We parked the car in the civilised car park not far from the bottom of the hill and proceeded by escalator (steps coming down later) to the town above. There are roads, there would have been, on this winter day, plenty of parking places at the top, but it was nice not to take another machine up there.
There is much style in this extraordinary town, well-maintained with a major income from tourists. And then (second photo below) one comes around a corner and there ahead is the most extraordinary building.
When you come out of narrow streets into the piazza and are confronted by the duomo (cathedral) its proportions are startling.
and parents photograph small children, as I did here in 1968-69...
The duomo was designed and then redesigned from 1280 to 1302 and most of it built by 1330 (or so, lots of bits still to be done and see the date MDCCCXIX (1819) on the front steps, above, note that in 1969 when I was last there there was still squabbling over the big front doors, now installed), a timetable very favourably comparable with the Sydney Opera House given the resources of the time. The scale of the building and the profundity and power of its religious iconography must have made it of enormous power, both religious and political, for many centuries - among the locals if not beyond, it mainly being a refuge, not otherwise powerfully located.
The details on the exterior are both beautiful and well maintained.
There is somehow both a counterpoint and visual symmetry between the cathedral and this shop around the corner, in the immense complexity of their wares. We liked the message, gold on red below (remember all photos enlarge if clicked on) which reads "CRUSHING DREAMS PROHIBITED'... But is it beneath a model of the Titanic?
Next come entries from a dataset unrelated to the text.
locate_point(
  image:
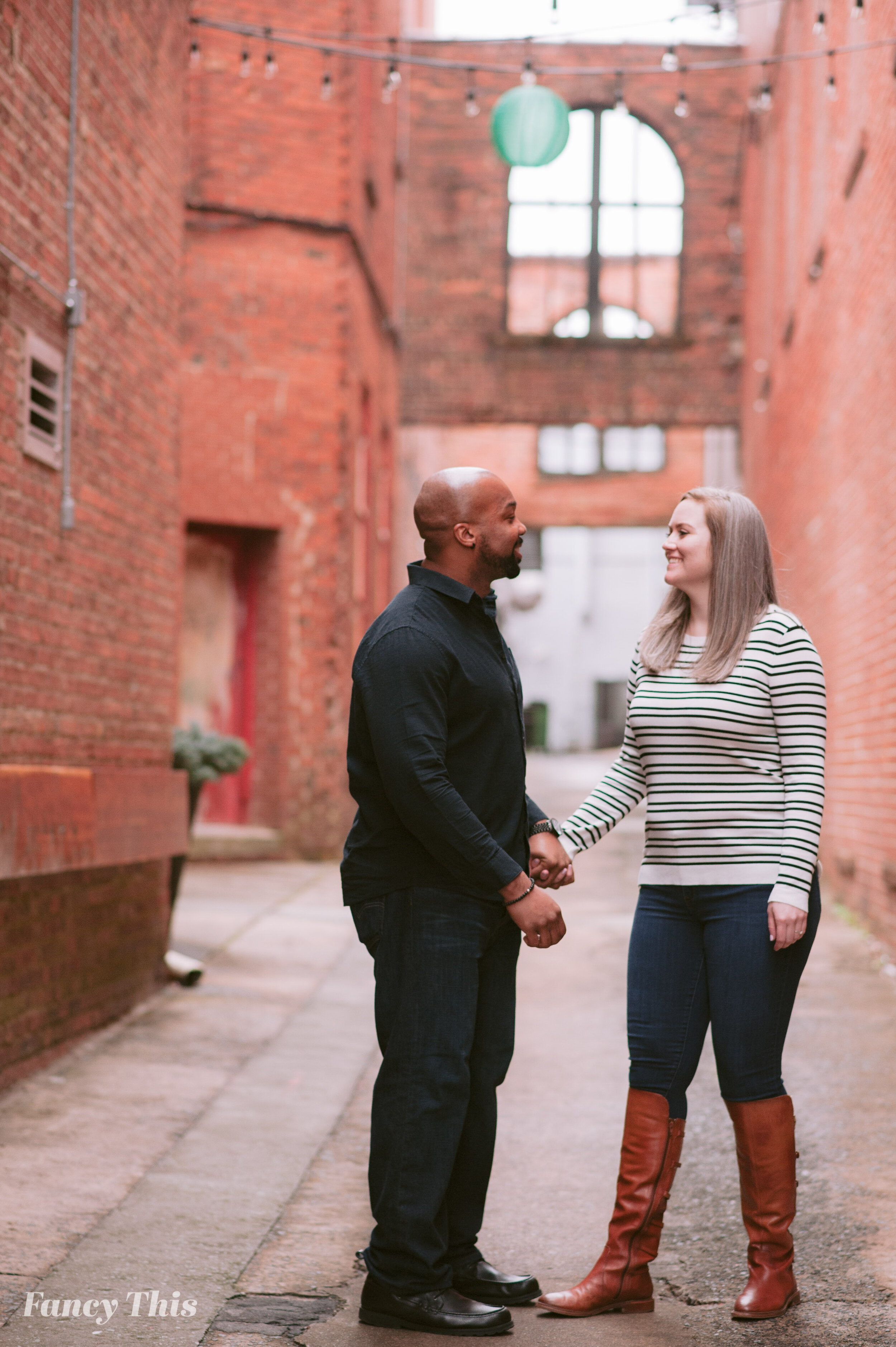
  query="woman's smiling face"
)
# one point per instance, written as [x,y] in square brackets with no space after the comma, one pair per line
[689,553]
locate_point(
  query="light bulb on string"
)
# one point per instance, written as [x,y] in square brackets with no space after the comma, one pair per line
[391,83]
[762,100]
[471,103]
[270,60]
[830,88]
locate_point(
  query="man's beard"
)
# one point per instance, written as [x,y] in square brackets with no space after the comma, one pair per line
[506,566]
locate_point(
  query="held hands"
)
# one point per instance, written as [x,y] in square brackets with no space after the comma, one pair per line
[550,867]
[538,915]
[786,925]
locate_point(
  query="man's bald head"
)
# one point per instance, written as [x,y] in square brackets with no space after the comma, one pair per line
[453,496]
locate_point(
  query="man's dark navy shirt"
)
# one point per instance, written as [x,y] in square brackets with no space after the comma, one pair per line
[437,756]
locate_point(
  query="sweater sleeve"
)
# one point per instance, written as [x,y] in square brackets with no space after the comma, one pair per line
[623,787]
[798,705]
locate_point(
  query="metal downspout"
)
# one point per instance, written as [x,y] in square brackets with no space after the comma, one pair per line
[75,298]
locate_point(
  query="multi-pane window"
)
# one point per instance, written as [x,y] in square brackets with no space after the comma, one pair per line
[584,450]
[607,260]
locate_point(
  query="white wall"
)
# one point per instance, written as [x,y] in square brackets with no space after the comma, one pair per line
[577,620]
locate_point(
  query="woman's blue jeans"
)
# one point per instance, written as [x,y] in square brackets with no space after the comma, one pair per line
[701,955]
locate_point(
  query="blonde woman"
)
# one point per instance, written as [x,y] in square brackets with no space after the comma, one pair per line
[725,737]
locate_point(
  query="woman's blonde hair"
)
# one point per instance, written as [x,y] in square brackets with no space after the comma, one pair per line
[742,588]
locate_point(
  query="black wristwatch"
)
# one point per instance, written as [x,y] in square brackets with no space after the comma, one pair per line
[546,826]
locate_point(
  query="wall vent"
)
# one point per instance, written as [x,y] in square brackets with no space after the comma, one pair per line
[42,402]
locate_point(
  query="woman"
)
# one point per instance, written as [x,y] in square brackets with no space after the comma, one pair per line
[725,737]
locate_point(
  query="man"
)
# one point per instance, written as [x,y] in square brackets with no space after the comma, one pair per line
[437,873]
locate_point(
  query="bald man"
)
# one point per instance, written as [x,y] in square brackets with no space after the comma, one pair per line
[447,864]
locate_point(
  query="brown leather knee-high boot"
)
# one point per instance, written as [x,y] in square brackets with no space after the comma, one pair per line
[767,1162]
[620,1280]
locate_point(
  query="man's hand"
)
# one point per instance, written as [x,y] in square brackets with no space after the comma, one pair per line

... and then one is walking back towards the end of the day and the car park, along cobbled streets, looking in courtyards, wondering if Dante's feet trod here, which of many popes' molecules are blowing here or there; what soldiers, what princes, what tired workers, what craftsmen; which women held in what regard and circumstance; what hopeful, what despairing, what decent, what rotten person; with what culture, what language, what expection, over thousands of years, are we following here?